On the long and winding road to CI, I came across a "kinist" website that had some racially-aware material that I agreed with. I didn't like white nationalist websites because most of them very anti-Christian, and although I didn't consider myself a practicing Christian at that time, I did not tolerate Christ bashing, and the kinists certainly didn't do that--at least overtly.
However, I quickly ran into a wall with the kinists. I found it impossible to believe that God created the White race and the mud races. If he could create a race of people who literally could get in rockets and search the heavens, why would He, at the same time, create the negro, who could barely clothe and feed himself? To believe such a thing would be to believe that God was capable of failure--or that He created the other races as a cruel joke to be played on Whites, neither of which could I accept.

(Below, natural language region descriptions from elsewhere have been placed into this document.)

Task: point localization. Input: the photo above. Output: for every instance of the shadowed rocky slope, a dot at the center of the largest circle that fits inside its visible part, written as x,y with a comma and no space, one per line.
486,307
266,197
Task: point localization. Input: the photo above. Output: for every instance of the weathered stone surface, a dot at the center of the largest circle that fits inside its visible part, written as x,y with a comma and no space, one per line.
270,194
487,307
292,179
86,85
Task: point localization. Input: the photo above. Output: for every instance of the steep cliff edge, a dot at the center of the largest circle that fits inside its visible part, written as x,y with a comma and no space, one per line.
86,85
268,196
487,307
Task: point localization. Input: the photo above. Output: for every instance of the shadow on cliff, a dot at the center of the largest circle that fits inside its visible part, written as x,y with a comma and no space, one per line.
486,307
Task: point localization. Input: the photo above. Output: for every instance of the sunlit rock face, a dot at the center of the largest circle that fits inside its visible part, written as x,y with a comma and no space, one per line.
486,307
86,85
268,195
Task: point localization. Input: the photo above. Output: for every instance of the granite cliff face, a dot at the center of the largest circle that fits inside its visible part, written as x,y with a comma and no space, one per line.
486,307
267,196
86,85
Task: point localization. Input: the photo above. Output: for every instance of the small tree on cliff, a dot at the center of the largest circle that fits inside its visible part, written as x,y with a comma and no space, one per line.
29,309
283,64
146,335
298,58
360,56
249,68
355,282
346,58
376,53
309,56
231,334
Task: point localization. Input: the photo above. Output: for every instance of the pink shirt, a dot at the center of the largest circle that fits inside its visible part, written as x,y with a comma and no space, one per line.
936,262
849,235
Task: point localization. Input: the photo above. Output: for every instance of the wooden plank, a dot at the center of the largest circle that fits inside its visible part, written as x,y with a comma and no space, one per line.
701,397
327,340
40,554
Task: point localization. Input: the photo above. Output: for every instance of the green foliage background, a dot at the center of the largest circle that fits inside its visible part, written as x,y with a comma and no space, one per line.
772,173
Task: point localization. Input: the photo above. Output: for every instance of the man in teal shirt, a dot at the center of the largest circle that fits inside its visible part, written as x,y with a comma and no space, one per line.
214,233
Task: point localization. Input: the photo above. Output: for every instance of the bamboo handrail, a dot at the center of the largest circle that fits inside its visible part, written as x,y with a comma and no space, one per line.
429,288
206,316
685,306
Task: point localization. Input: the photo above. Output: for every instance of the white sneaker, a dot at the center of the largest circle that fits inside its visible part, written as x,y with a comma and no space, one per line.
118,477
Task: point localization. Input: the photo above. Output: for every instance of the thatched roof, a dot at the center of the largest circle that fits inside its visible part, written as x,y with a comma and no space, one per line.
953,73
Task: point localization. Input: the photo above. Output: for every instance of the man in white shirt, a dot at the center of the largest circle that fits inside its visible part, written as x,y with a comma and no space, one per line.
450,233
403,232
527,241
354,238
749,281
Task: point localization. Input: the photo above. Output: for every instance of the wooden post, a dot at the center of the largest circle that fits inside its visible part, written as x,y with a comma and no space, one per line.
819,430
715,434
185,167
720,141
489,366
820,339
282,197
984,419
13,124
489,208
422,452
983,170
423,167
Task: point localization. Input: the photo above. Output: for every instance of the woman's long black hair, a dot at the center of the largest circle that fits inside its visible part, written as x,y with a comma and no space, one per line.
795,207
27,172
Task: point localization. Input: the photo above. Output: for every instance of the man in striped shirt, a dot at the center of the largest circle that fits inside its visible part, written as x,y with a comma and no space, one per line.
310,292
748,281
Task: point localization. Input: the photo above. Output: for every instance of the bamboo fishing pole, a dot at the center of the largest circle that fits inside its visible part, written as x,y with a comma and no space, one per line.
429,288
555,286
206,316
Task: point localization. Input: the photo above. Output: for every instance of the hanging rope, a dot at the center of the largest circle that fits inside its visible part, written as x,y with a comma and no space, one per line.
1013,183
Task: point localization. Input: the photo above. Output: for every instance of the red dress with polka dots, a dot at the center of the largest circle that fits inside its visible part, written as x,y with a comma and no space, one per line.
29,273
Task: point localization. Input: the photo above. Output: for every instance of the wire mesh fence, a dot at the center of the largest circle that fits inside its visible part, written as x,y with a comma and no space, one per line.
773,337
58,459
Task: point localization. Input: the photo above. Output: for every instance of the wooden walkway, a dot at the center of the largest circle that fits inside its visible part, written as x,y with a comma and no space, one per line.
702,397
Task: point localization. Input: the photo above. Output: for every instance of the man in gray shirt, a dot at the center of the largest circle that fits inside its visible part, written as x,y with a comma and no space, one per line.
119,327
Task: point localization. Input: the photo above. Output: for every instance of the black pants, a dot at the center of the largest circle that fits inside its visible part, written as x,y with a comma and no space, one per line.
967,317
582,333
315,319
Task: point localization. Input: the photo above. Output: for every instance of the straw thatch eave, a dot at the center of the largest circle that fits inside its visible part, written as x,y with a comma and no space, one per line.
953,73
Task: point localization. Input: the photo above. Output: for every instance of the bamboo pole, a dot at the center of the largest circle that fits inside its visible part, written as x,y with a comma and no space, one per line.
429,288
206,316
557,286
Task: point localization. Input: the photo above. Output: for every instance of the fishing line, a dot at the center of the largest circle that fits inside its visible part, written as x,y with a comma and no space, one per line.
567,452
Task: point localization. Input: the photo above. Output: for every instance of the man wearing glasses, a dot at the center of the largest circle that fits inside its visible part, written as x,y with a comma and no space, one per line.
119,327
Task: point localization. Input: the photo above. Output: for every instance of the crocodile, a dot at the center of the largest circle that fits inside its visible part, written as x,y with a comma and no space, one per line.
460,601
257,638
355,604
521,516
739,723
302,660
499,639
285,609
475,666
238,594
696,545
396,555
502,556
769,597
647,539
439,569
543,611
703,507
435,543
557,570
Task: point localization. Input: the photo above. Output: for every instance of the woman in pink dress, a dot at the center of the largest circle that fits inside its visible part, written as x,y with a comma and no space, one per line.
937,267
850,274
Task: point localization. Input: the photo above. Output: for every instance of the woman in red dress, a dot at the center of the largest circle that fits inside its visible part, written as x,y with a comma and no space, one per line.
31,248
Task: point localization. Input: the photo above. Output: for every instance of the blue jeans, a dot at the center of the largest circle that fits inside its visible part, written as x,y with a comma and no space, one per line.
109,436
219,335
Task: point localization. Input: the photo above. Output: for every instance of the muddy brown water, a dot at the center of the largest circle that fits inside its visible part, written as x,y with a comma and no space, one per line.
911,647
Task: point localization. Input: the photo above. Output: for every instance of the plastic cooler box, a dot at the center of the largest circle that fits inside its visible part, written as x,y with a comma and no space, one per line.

And the kinists had no rational explanation for this dilemma--except perhaps that the other races were created so that Whites would realize their superiority, some watered-down form of dominion theology. So ultimately I rejected kinist theology--and became more and more convinced that God could not have created both the White race and the non-Whites. My suspicions were eventually confirmed when later on I discovered Bill's podcasts on Pragmatic Genesis, along with Clifton Emahiser's many excellent essays on the subject.
Yahweh wrote a racial consciousness in the hearts of His children--without it, they would have no instinct for remaining a separate people. Most parents shame their White children whenever those children voice any racial awareness, and thus stifle that God-given, healthy instinct--thus instilling shame about those feelings. I have never shamed my young sons no matter how racially-charged their observations are. When my 7 year old says that blacks aren't people, I just smile and say, "You could be right. If we are people, how can they be people, too?"